Check out the prologue to "Alone In The Light" by clicking here

An excerpt from: Alone In The Light

Monday, June 4, 2018

40 years of respect and admiration...

I woke up this morning feeling remarkably refreshed - especially given the amount of... shall we say "birthday indulgence(?)" I had this weekend

I know what some of you are thinking - especially those of you older than I am - "You're only 40. Get over it. It's not that big of a deal." And you're right.  But - and here's the kicker - I honestly didn't think I'd ever see 40.

Yep. True story. 

I spent a good chunk of the last 2 decades thinking that 37 was probably going to be my limit. Get me drunk enough and I might even talk to you about it...

I know a lot of people have spent a large chuck of their lives doing things far worse than I have. Far scarier, far more exciting... etc and so on. But I've put my body and myself through some pretty hard times. And, in doing so, I felt that I'd missed death one too many times to get this far in life... I'm very happy to see this point in my life and see that I was wrong.

But I know, beyond the shadow of a doubt, that I would not have made it here alone. I've been extremely fortunate in my life.

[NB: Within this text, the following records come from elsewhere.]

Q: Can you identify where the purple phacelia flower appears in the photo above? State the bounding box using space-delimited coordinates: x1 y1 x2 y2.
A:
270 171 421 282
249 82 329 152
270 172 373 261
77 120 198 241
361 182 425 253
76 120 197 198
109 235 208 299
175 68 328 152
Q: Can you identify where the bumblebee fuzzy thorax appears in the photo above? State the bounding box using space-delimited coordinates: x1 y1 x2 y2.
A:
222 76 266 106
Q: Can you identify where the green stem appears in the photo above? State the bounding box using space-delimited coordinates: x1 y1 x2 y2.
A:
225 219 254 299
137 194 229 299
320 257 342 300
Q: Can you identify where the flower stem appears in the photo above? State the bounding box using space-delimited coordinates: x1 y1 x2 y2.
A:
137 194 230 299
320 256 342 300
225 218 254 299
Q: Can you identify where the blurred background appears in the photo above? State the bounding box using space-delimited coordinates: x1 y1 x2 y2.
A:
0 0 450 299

I've seen people show up out of nowhere, at JUST the right time, to offer me a hand up, a shoulder to lean on, a new camera, a letter in the mail with a "get out of jail free" card in it... They've offered me new perspectives on the world. They've given me help that I was unable or unwilling to ask for... and it is because of all of these people that I am able to be where I am right now... Happily married. A Father. Employed and happy... and, most of all, loved.

My family has been there my whole life. They've been encouraging and enraging at times - but they've never turned away from me regardless of the decisions I've made. When I was in Iraq, they were at home awaiting my my return and filling my mail-calls with reassuring letters and care packages.

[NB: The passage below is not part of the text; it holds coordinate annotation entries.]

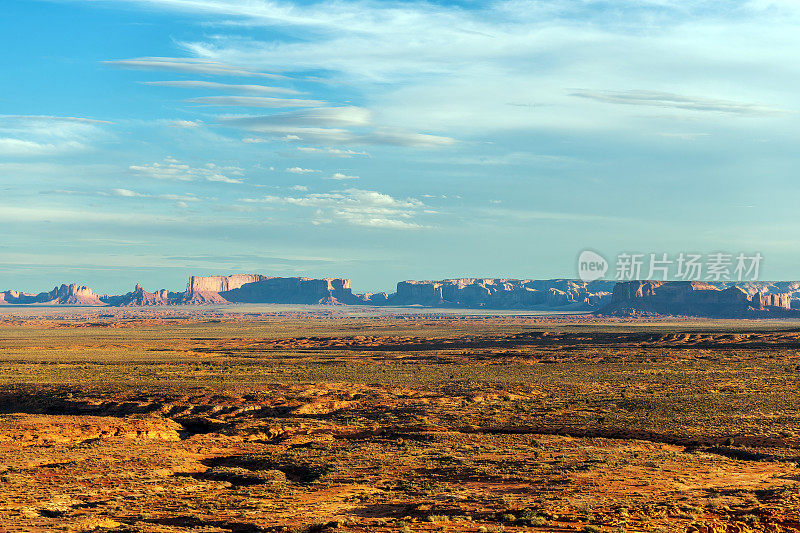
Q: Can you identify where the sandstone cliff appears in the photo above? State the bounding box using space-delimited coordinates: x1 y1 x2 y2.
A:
100 284 182 307
219 276 363 305
0 283 105 305
599 281 792 317
387 278 614 309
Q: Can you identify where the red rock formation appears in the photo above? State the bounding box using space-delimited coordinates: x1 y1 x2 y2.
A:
600 281 791 317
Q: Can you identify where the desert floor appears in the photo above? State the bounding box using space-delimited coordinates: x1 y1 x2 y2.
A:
0 309 800 533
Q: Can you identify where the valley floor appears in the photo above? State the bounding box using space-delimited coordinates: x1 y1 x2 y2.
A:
0 311 800 533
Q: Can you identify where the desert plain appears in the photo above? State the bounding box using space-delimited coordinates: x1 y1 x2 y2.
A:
0 308 800 533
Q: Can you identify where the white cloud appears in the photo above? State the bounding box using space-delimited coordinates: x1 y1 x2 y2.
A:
103 57 285 79
297 147 369 158
0 115 110 157
572 90 786 115
324 172 359 180
129 157 243 184
241 189 426 230
111 189 201 207
184 96 325 108
0 137 87 157
142 80 298 94
169 119 203 129
286 167 321 174
0 115 113 124
220 107 372 132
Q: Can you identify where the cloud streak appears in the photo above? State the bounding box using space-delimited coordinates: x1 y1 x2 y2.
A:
241 188 426 230
102 57 286 79
570 90 786 115
141 80 299 94
184 96 325 108
129 157 244 184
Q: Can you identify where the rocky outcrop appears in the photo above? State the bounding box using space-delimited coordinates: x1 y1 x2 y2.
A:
599 281 792 317
219 278 363 305
0 283 105 305
186 274 266 292
100 284 182 307
0 274 800 316
387 278 614 309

My wife... she started out as my friend - and is still the closest of them. She is my best friend. She is the one who spent so much time and effort reeling me back in from the darkness and putting me back together. It's taken time, but, thanks to her, I feel I've returned (more or less) to the happy, sane, person I was pre-2003... And I don't have the words or ability to express my love and admiration for her... I love you.

The friends I've had come and go in my life have been essential to my basic survival... coming together to see that I could afford a camera for my first class in France. Writing letters to housing agencies and potential employers to get me in the door. Showing up when I'm down... giving me the keys to their Miata and telling me to "go for a nice ride with the top down" when I was at my wits end. Meeting me at my apartment at 4am when I needed to talk... coaxing me out of the darkness when the nightmares came... These people are also my family. They're not blood, but that's not what makes a family anyway.

On top of that - after all this time - they still call on my birthday, send me gifts in the mail and keep watching over me from afar. They offer their help and support and I feel I'll never be able to say thank you in a way that will compare to the sheer amount of love and respect I have for each and every one of them...

So... yeah. I could sit here and list every person I'm truly grateful for knowing - but that would be like re-writing the phone book.

Just know that I love you all. And having you in my life has made all of the difference.  Thank you. All of you.

“When the body sinks into death, the essence of man is revealed. Man is a knot, a web, a mesh into which relationships are tied. Only those relationships matter. The body is an old crock that nobody will miss. I have never known a man to think of himself when dying. Never.”